Zugegeben, ein wenig Rockmusik-Enthusiasmus hilft bei der Lektüre, aber im Prinzip verhandelt Kermani kein musikspezifisches und auch kein werdenden Eltern vorbehaltenes Thema. Vielmehr führt er die analytische Beschäftigung mit seinem Idol sehr nah an ein Verständnis der eigenen Sozialisation und damit auch der Gesellschaft. Die kühnen Parallelen, die er bisweilen zwischen Youngs Texten und den großen islamischen Mystikern zieht, zeugen von seiner außergewöhnlichen Beschäftigung mit einem einflussreichen Musiker und von persönlicher Hingabe an »die Gleichzeitigkeit von Lust und Schrecken«, die der Autor als Quintessenz der besten musikalischen Begegnungen mit seinem Idol beschreibt.

Musik als Wegbegleiter

Navid Kermani umkreist ganz im Sinne einer großen theologisch-mystischen Tradition den heiligen Moment der Ekstase.

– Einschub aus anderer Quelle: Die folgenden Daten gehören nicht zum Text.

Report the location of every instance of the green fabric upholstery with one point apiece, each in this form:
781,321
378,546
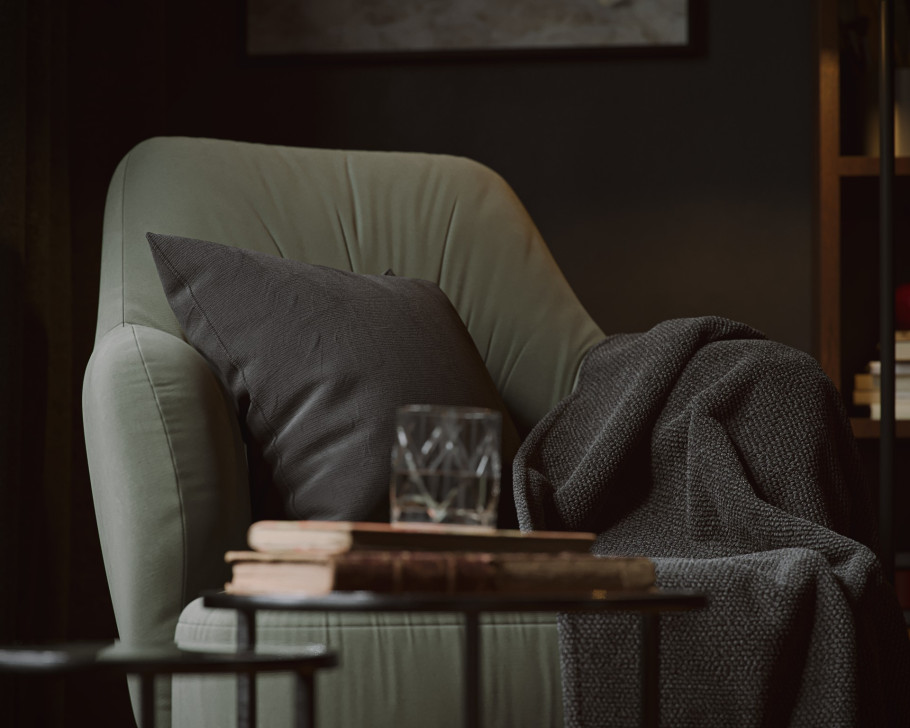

Er weiß dabei auch, »daß das Komponierte, Gedachte, Entworfene eine notwendige, jedoch zu überwindende Wirklichkeit darstellt«. Will sagen, so wie sich die Musik Neil Youngs nicht zum bloßen Konsumgut degradieren lässt, so erschöpft sich sein Buch keineswegs in einem ausschließlichen Lobgesang auf den einen großen Musiker. Konsequent seiner Dramaturgie folgend, führt uns Kermani wieder sehr nah an sein eigenes Erleben heran, wo sich auch der physische Kreis von neuem Leben und dem Verlöschen im Tod beinahe schließt. Der Besuch am Krankenbett seines am Herzen operierten Vaters markiert das andere Ende der abgesteckten Strecke, auf der für ihn das »Crazy Horse« und sein Jockey Neil Young so wichtige Begleiter sind. Seine Tochter hört eines Tages auf, sich einzig und allein von den Klängen des Meisters beruhigen zu lassen. Und der ein oder andere Leser legt nach Lektüre des Buches vielleicht auch nicht unbedingt eine Neil-Young-Platte auf. Aber welche Lieblingsmusik es auch immer sei, er hat wohl ein paar Antworten mehr auf die Frage, warum eben diese immer schon »die beste Musik der Welt« war.